German Physicist On Electric Cars: “Slaying Of Beautiful Hypothesis By An Ugly Fact”
By P Gosselin on 22. March 2017
Though Vince Ebert makes his living as a prominent cabaret artist in Germany, he is in fact a trained physicist who has a good understanding of science and is thus quite able to see it when someone is trying to pull the wool over our eyes.

Prominent cabaret artist, physicist Vince Ebert says electric cars nowhere near what they are portrayed to be. Image cropped from Facebook here.
One example is Germany’s “Energiewende” (transition to renewable energies) where Germany is attempting to wean itself off fossil fuels and to supply its energy needs almost completely with green energies such as wind and sun.
One aim Germany has is to convert all its motor vehicles on the street over the electric vehicles. In fact some green politicians have even called for banning the registration of fossil fuel cars by 2030.
So just how feasible (or absurd) is the proposal? Ebert points out in an opinion piece here, that is a lot easier said than done. Clearly the whole idea is in fact quite absurd.
First he notes that electric cars are a long way from having the over 700+ kilometer range of fossil fuel cars and that electric cars reaching that range are “dreams of the future“.
Quarter million wind turbines
Another major obstacle is the lack of charging stations. Even if Germany managed to put merely 1 million electric cars on its streets, Ebert calculates that this would necessitate the construction of 35,000 wind turbines.
However in Germany there are in fact some 6o million vehicles on the road, and “if every driver charged his car for 30 minutes every second day” and did so evenly distributed over a smart grid, “we would need 140 new power plants or 220,000 wind turbines“…which is almost 10 times more than what is already installed.
This is an enormous number — and it would only be enough for the electric cars and not even include the tens of millions of households, businesses and industry that together need even more power than Germany’s transportation sector.
Worse than fossil fuels
Another problem, Ebert points out, is the enormous size of the batteries. In order to replace the 30 liters of petrol of a conventional car, an electric vehicle needs a modern lithium battery weighing some 900 kilograms. Supplying the hundreds of millions of cars in operation worldwide with the lithium and neodymium would be nowhere near sustainable, Ebert writes. He also cites findings by Germany’s renowned Fraunhofer Institute:
Moreover the Fraunhofer-Institute for Structural Physics concluded that the manufacture and recycling of modern batteries has a negative impact on the ecological budget when compared to the fossil fuel engines.”

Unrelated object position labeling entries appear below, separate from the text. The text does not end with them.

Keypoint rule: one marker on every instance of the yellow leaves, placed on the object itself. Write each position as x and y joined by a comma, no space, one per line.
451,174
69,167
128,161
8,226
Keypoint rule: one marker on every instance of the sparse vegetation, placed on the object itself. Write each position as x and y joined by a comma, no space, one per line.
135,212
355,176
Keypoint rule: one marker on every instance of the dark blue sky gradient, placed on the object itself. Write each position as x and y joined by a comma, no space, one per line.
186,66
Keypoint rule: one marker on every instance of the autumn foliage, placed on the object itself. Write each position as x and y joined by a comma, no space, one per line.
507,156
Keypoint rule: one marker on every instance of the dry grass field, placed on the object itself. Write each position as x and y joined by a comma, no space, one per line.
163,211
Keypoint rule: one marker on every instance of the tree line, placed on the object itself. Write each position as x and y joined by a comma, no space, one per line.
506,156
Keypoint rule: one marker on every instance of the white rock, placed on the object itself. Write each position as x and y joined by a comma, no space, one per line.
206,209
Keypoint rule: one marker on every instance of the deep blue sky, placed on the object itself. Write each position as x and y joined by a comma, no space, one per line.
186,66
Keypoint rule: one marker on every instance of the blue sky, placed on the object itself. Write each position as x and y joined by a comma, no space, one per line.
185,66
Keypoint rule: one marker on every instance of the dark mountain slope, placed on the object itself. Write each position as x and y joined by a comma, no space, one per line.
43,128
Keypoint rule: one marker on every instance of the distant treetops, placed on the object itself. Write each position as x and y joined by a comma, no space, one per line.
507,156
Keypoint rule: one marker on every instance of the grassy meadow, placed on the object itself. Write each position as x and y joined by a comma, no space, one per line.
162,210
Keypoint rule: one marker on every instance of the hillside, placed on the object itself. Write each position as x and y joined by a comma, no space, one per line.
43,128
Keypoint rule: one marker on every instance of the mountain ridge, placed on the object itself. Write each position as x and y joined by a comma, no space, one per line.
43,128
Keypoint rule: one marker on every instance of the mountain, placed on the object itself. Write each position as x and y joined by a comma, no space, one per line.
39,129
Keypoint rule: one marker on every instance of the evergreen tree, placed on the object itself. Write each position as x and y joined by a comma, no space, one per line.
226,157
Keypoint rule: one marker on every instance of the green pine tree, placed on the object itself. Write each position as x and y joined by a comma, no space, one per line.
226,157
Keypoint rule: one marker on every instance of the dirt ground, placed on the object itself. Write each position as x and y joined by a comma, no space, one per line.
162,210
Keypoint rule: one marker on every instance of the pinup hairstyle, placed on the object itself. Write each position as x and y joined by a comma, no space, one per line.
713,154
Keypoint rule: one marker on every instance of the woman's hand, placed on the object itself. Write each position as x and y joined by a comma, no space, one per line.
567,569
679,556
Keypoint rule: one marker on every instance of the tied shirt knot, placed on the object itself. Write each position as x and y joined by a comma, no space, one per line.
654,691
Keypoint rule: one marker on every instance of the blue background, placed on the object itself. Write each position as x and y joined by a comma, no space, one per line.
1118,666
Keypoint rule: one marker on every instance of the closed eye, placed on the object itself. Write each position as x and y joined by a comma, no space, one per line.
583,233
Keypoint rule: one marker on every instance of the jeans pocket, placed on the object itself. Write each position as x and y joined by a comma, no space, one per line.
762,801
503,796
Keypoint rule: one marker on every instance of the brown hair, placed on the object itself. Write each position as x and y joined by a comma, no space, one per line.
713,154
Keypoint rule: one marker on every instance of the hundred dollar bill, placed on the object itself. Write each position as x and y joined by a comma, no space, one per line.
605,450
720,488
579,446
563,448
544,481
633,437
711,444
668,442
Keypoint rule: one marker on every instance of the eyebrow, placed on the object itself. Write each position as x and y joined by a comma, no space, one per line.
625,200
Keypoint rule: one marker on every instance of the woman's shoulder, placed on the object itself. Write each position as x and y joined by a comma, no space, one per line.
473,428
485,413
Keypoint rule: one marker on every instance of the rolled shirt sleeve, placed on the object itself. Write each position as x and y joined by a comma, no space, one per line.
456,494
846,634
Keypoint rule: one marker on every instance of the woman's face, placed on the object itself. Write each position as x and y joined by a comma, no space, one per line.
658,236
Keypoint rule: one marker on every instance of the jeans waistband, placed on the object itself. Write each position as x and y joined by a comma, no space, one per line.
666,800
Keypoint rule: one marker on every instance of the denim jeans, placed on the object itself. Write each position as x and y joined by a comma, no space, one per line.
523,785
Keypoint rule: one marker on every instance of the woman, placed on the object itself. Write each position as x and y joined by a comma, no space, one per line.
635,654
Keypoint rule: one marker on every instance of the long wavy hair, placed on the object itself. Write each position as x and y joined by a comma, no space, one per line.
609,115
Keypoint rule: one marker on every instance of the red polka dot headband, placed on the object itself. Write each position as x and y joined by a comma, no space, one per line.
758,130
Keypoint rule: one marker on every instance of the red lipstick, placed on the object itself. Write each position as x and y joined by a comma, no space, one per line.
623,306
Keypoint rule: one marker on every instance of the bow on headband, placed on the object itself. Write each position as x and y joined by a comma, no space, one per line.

In a nutshell, electric cars would only make the environment much worse.
Then there are the organizational aspects of using electric car batteries, Ebert reminds us, asking readers to imagine millions of Germans all leaving at once for summer holidays on the autobahns and then all of them trying to charge their vehicles all at once along the motorway after a just couple of hours of driving. Huge traffic jams would form as cars charge up at stations at the rest areas. While a fossil fuel car can fill up in a matter of minutes, electric cars would be blocking the charging stations for an hour or more. It would be total chaos and mayhem.
Ebert summarizes his opinion on the rush to electric cars by quoting biologist Thomas Huxley:
The great tragedy of science – the slaying of a beautiful hypothesis by an ugly fact.”